Мы шли по улице с лестницами, которые вели вниз. Палевые дома спали, прислонившись друг к другу. Из окон доносились вздохи, храп, дыхание людей, не знавших никаких забот о паспортах. Шаги отдавались яснее, чем днем.
– Электрический свет, – сказал Шварц. – Он вас тоже ошеломляет?
– Да. Трудно отвыкнуть от затемненной Европы. Все время думаешь, что кто-то забыл повернуть выключатели и что вот-вот начнется воздушный налет.
Шварц остановился.
– Мы получили огонь в дар потому, что в нас было что-то от бога, – сказал он вдруг с силой. – И теперь мы прячем его, потому что убиваем в себе эту частицу бога.
– Насколько я помню, огонь не был подарен нам. Его украл Прометей, – возразил я. – За это боги наградили его неизлечимым циррозом печени. Мне кажется, это больше отвечает нашему характеру.
Шварц посмотрел на меня.
– Я уже давно не могу иронизировать, – сказал он. – И испытывать страх перед громкими словами. Когда человек иронизирует и боится, он стремится принизить вещи.

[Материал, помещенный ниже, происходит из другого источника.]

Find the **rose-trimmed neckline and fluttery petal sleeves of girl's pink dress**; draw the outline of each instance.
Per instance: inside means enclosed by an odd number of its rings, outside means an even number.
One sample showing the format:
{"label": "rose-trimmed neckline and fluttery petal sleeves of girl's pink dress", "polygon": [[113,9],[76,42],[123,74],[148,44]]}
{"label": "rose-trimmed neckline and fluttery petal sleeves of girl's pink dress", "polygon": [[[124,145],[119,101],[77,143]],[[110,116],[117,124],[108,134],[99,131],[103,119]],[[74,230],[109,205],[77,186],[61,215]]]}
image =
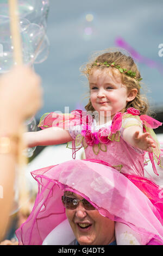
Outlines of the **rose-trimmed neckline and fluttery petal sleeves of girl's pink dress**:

– Может быть, – согласился я. – Но разве так уж необходимо, став перед несбыточным, повторять себе: оно невозможно? Не лучше ли постараться преуменьшить его и тем самым оставить луч надежды?
– Вы правы. Простите меня, я забыл, что у вас впереди дорога. Разве тут есть время думать о пропорциях вещей!
– А вы разве никуда не едете?
Шварц покачал головой:
– Теперь уже нет. Я снова возвращаюсь обратно.
– Куда? – спросил я удивленно.
Я не мог поверить, что он опять собирается в Германию.
– Назад, – сказал он. – Потом объясню.
Ночной клуб оказался типичным русским эмигрантским увеселительным заведением, каких после революции 1917 года множество возникло по всей Европе – от Берлина до Лиссабона. Те же аристократы в качестве кельнеров, те же хоры из бывших гвардейских офицеров, такие же высокие цены и та же меланхолия.
Как я и ожидал, там горели такие же, как и везде, матовые лампы. Немцы, о которых говорил кельнер, конечно, не принадлежали к числу эмигрантов. Скорее всего – шпионы, сотрудники германского посольства или представители немецких фирм.
– Русские успели устроиться лучше, чем мы, – сказал Шварц. – Правда, они попали в эмиграцию на пятнадцать лет раньше нас. А пятнадцать лет несчастья – это кое-что значит. Можно набраться опыта.
– Это была первая волна эмиграции, – сказал я. – Им еще сочувствовали, давали разрешение на работу, снабжали бумагами, нансеновскими паспортами. Когда появились мы, сострадание мира было уже давно исчерпано. Мы были назойливы, как термиты, и не нашлось уже никого, кто поднял бы за нас голос. Мы не имели права работать, существовать и к тому же не имели документов.
Очутившись здесь, я почувствовал себя не в своей тарелке. Причина заключалась, может быть, в том, что помещение было закрытым, а на окнах висели портьеры. Ко всему тут было много немцев, и я сидел слишком далеко от дверей, чтобы ускользнуть, если понадобится. У меня уже давно выработалась привычка всегда устраиваться возле выхода.
Я нервничал еще и потому, что больше не видел корабля. Кто знает, может быть, он еще ночью поднимет якоря и уйдет раньше, чем указано, получив какое-нибудь предупреждение.
Шварц, казалось, почувствовал мое беспокойство. Он достал оба билета и подал их мне.
– Возьмите. Я не работорговец. Возьмите их и, если хотите, уходите.